CKHL-FM
- High Level, Alberta; Canada;
- Broadcast area: High Level
- Frequency: 102.1 MHz (FM)
- Branding: River Country

Programming
- Format: Country

Ownership
- Owner: Peace River Broadcasting

History
- First air date: 1988
- Former frequencies: 530 kHz (AM) (1988–1999)
- Call sign meaning: CK High Level (broadcast area)

Technical information
- Class: C1
- ERP: 8,100 watts (average) 34,000 watts (peak)
- HAAT: 316 meters (1,037 ft)

Links
- Webcast: Listen Live
- Website: rivercountry.fm

= CKHL-FM =

Radio station in High Level, Alberta

CKHL-FM is a Canadian radio station, that broadcasts a country format branded as River Country at 102.1 FM in High Level, Alberta, Canada.

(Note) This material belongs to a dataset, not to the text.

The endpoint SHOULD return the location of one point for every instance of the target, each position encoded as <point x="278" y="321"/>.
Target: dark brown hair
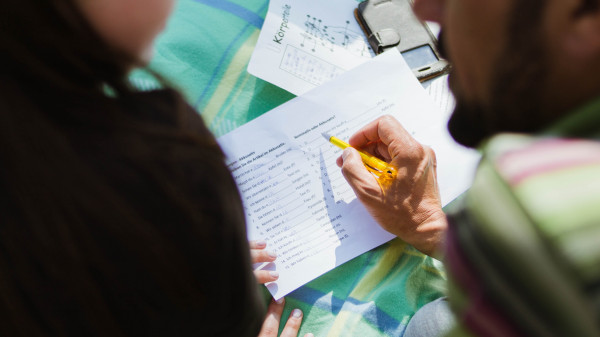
<point x="117" y="213"/>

The station originally began broadcasting in 1988 on the frequency 530 AM, an unusual frequency for a commercial radio station, and was also used to rebroadcast programs of CKYL in Peace River, until it moved to its current FM frequency in 1999. The station was later authorized to delete its former AM transmitter.

The station is owned by Peace River Broadcasting and is also heard on a number of frequencies throughout the Peace.

In 2018, YL Country became River Country.

In April 2018, CKHL received CRTC approval to decrease power from 34,000 to 29,000 watts, and to raise antenna height.